The Storms are plotting next steps such as figuring out where electrical, plumbing, heating, ventilation and air conditioning systems will go in concepts so preliminary they aren't ready for investors.

"I have faith it will happen, but it will be on a timetable known only to God," Austin said.

Their work at St. Ignatius builds on skills they developed in other ventures starting in 2009 with the Storm Cellar.

They already were considering a second-hand shop with an atmosphere inspired by the Anthropologie chain that would help college students and others on budgets afford fashionable clothing.
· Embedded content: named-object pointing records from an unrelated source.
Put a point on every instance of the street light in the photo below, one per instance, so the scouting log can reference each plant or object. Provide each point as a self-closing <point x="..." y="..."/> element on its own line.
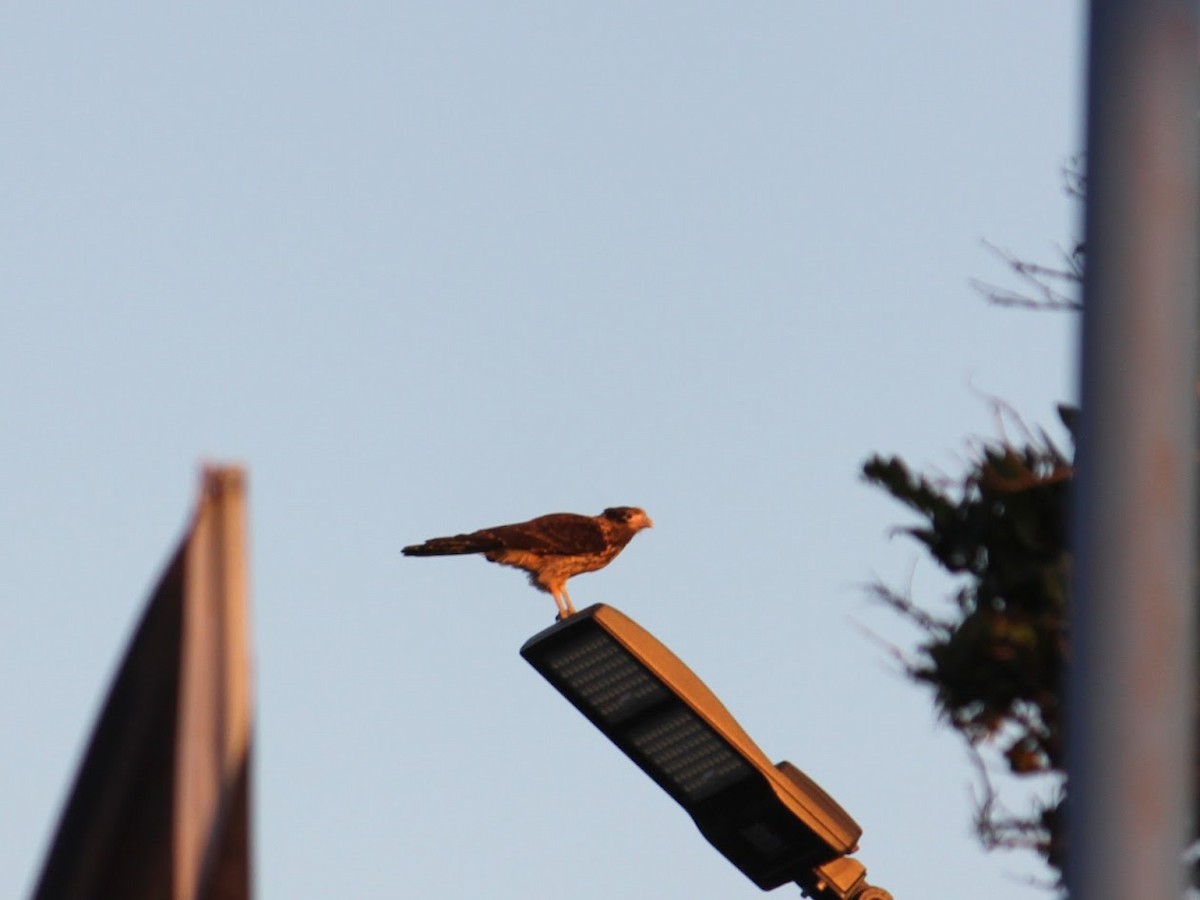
<point x="773" y="822"/>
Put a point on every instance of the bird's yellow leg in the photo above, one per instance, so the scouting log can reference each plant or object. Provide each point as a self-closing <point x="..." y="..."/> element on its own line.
<point x="563" y="603"/>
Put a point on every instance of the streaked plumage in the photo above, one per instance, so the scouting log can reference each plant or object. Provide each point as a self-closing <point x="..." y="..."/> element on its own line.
<point x="552" y="549"/>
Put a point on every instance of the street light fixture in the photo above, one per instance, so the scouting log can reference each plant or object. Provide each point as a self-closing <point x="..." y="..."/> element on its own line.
<point x="773" y="822"/>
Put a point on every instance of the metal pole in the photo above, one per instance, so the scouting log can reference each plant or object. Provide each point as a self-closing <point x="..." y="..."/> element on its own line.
<point x="1133" y="673"/>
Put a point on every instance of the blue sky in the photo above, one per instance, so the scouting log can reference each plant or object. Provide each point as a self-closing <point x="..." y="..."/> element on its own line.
<point x="425" y="268"/>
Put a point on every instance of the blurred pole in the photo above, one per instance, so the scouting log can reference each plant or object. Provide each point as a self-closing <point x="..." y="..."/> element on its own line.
<point x="1132" y="682"/>
<point x="160" y="809"/>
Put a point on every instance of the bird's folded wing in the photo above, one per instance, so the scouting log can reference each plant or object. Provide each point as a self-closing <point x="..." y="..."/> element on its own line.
<point x="558" y="534"/>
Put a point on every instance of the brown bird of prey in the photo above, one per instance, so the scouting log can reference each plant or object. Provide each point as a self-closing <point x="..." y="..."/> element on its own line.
<point x="552" y="549"/>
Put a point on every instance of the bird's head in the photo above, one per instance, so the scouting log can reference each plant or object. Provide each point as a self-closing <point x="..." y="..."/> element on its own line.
<point x="629" y="516"/>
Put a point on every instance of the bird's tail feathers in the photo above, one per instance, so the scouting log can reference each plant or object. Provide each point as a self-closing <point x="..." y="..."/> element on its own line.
<point x="451" y="546"/>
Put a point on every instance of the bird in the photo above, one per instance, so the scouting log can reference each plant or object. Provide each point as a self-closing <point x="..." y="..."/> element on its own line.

Then he lost a job in information technology during the Great Recession.

In that economic climate, an owner of a former restaurant space in Moscow agreed to let them have a yearlong lease, vastly shorter than common practice.

The original inventory was comprised largely of garments contributed on consignment by friends of the couple, many of whom were moving after finishing college. They have since shifted to giving cash or credit for clothing.

Laura kept her job formatting books as a financial buffer, and they promised each other they would assess the store's performance in one year to decide if it was worth continuing.

At the annual evaluation, it was so successful they chose to move and expand to the present site at 504 Main St., located on a lot adjacent to the Moscow Food Co-op, one of the biggest draws in Moscow's downtown commercial district.

The store's performance has consistently gotten stronger. The Storm Cellar brand is so distinct, that when Caleb Warner, a former Storm Cellar manager, and his wife, Lydia Warner, chose to open a business in downtown Lewiston this year, they entered a licensing agreement with the Storms. The arrangement allows the Warners to use the Storm Cellar name.

Bully For You expands on the concept of the Storm Cellar, carrying new and previously used clothing with the addition of home decor, something Austin admits to resisting at first because he didn't want to have to move around heavy furniture.

"Our stores have the same spirit, which is finding undervalued used things and giving them new life," Austin said. "We love the possibilities of secondhand to inspire self-expression through a richer, more layered aesthetic than you might get if you only shop what is currently available new."

Colfax made a good place to grow because of its relatively inexpensive property prices and the 10,000 motorists that pass through the town of 2,400 residents each day heading to Washington State University, Spokane and Seattle, Laura said.

Bully For You occupies a building that might have gone vacant had the Storms not identified a purpose for it.

They hope Bully For You and their revival of St. Ignatius helps Colfax lose its distinction as one of eastern Washington's most renowned speed traps in favor of a reputation as a destination to dine, shop and recreate.

"Colfax is really cute and it has tons of potential," Laura said.